If the user selects uploading clips, the user then selects a source at 450, which may be, for example, a DVD at 455. Alternatively, the source may be cable television, or any other source. Uploading begins at 456, followed by a data compression stage at 457 where the data is aggressively compressed. Flow then passes to the upload/download process which allows the data to be downloaded.

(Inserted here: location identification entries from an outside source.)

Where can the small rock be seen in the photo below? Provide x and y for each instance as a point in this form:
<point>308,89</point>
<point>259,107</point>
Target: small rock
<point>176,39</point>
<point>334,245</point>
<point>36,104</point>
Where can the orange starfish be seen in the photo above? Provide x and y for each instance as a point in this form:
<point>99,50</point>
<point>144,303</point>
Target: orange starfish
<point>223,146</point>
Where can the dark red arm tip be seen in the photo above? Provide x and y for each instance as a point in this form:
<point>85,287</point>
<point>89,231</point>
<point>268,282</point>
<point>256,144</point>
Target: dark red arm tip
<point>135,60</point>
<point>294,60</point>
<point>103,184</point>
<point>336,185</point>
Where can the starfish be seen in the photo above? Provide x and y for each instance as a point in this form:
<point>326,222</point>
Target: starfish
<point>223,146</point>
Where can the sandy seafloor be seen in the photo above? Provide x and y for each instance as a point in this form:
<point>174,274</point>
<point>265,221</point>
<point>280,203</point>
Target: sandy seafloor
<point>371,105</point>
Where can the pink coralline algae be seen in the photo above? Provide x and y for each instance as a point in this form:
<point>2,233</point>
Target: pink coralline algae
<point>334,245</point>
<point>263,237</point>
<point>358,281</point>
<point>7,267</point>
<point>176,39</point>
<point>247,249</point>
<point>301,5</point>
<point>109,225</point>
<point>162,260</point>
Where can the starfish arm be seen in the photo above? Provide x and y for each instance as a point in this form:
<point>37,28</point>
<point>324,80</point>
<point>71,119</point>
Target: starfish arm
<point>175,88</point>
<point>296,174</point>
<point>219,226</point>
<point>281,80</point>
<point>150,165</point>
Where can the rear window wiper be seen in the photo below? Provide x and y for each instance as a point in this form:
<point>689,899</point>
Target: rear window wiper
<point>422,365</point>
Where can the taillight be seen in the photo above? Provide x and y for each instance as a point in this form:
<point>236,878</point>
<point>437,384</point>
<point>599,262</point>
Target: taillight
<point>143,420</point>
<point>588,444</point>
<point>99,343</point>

FIG. 5 illustrates a hardware diagram which shows the phone 500 and the attachment module 510 attached thereto. In the embodiment, the attachment module is connected by a hook and eye part 509 such as Velcro™ to the side of the phone. The attachment module has a cable 511 which is attached to a USB or other format data port 512. The VLSI module has a processor 520, a logical gate array 521 of flash memory storage 522, and a cellular phone interface 525. The logical gate array 521 may either be a programmable logic array that is reconfigurable according to downloaded instructions, or may be dedicated logic gates. Because dedicated hardware can be used to decompress the data, the data may be more aggressively compressed prior to sending to the cellular phone.

Although only a few embodiments have been disclosed in detail above, other embodiments are possible and the inventors intend these to be encompassed within this specification. The specification describes specific examples to accomplish a more general goal that may be accomplished in another way. This disclosure is intended to be exemplary, and the claims are intended to cover any modification or alternative which might be predictable to a person having ordinary skill in the art. For example, the external module is optional and others could be used.

Also, the inventors intend that only those claims which use the words “means for” are intended to be interpreted under 35 USC 112, sixth paragraph. Moreover, no limitations from the specification are intended to be read into any claims, unless those limitations are expressly included in the claims. The computers described herein may be any kind of computer, either general purpose, or some specific purpose computer such as a workstation. The computer may be an Intel (e.g., Pentium or Core 2 duo) or AMD based computer, running Windows XP or Linux, or may be a Macintosh computer. The computer may also be a handheld computer, such as a PDA, cellphone, or laptop.

The programs may be written in C or Python, or Java, Brew or any other programming language. The programs may be resident on a storage medium, e.g., magnetic or optical, e.g. the computer hard drive, a removable disk or media such as a memory stick or SD media, wired or wireless network based or Bluetooth based Network Attached Storage (NAS), or other removable medium. The programs may also be run over a network, for example, with a server or other machine sending signals to the local machine, which allows the local machine to carry out the operations described herein.

Where a specific numerical value is mentioned herein, it should be considered that the value may be increased or decreased by 20%, while still staying within the teachings of the present application, unless some different range is specifically mentioned. Where a specified logical sense is used, the opposite logical sense is also intended to be encompassed.

Claims

1. A cellular phone device, comprising:

an attachment module, including at least one controlling device therein, an interface to a cell phone, and at least one array of hardware gates, said array having functions for decompressing video that is applied thereto; and

wherein said attachment module includes a connection to a cellular phone.

2. A device as in claim 1, wherein said connection is a USB connection.

3. The device as in claim 1, wherein said cellular phone device includes a hook and eye type part allowing connection to said cellular phone.